During an insightful session with Dutch-Palestinian filmmaker Hany Abu Assad at the MAMI 21st Mumbai Film Festival, filmmaker Nandita Das said it's extremely difficult for a first-time or second-time director in India to find a home for their relevant and urgent voice.
Das, who broke new ground for independent cinema in the country, feels the emerging filmmakers are not being met with the right kind of support they need once the film is completed.
"In India, there is a real dearth of good producers. Many directors have become producers by default. I never thought I would ever do producing work. That was not even my interest. I almost resisted. I didn't even want to learn it. It's very unfortunate," Das said.
"We used to have NFDC. We still have NFDC but they used to do more things. For young filmmakers, it's become very important to know where to show their films. It's a genuine problem. I think there could be some kind of committee or support system. Having been to so many festivals myself, I'd be really happy to volunteer. I'm sure there are other filmmakers who would be happy to come together to at least guide the new filmmakers about how they could go about it," she added.
Citing her own struggles as an independent filmmaker, Das recalled how distribution challenges made it hard for her last directorial Manto to reach out to wider audiences.
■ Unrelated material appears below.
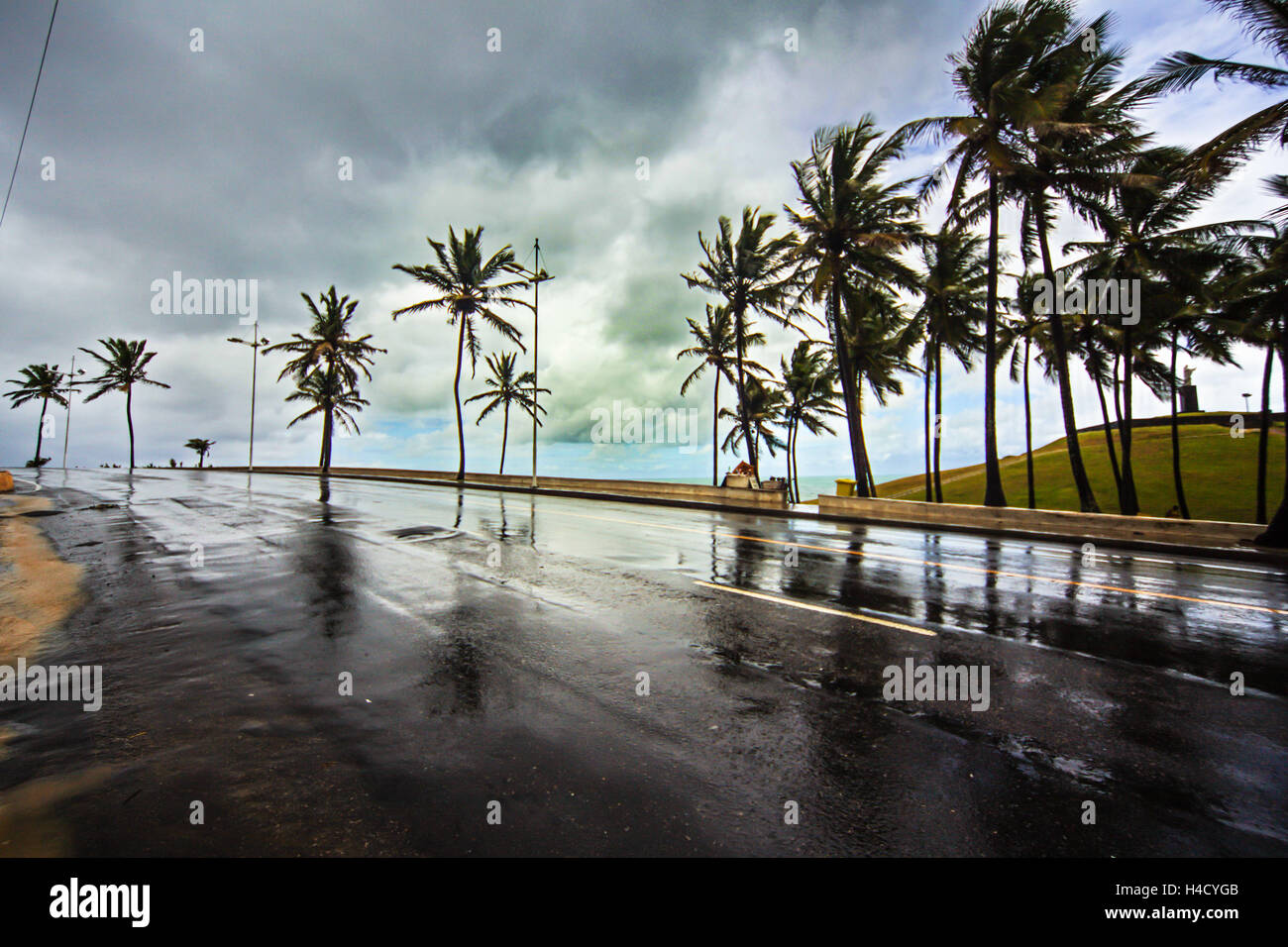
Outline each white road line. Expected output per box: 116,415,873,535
693,579,939,638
"The way Manto was released was very tragic. For somebody who has worked on it for six-seven years, I had the film in so few theatres, that too, at odd times. But that's the struggle of independent cinema. It is extremely difficult. But it is difficult not just for me, for independent cinema at large. Many young filmmakers tell me, 'I have a script, can you guide me?' or 'I have made a finished film but it doesn't have known actors so I don't know where to take it.' In that sense, maybe I was a little more privileged that at least Manto came to theatres," she said.
As fearless and talented as she is behind the camera, she's equally so in front of the camera as an actor. She has received critical acclaim for her brave acting choices in films such as Fire, Kannathil Muthamittal, Earth, Azhagi, Before the Rains and Bawandar.
When asked about her process of getting into the skin of every character, Das said, "I became an actor completely by default. So sometimes it's both an advantage and a disadvantage. The disadvantage is obvious because you haven't really learnt the craft of it and there is merit in learning the craft. But the advantage is when you don't know the grammar, you don't fear failure because you don't divide your work as right and wrong. You go much more with your instinct. So I've always gone much more with my instinct instead of doing any method. For me, I have always been attracted more to the stories that I'm going to be part of. And, if I find the director authentic and the story interesting, something that resonates with me, then I see if I was in that character how I would have reacted.
"Even as a director when I audition, I actually seldom audition. I just meet the people and I see how comfortable they are with their body. If you're comfortable in your skin, you'll comfortably melt into another person's role as well," she said.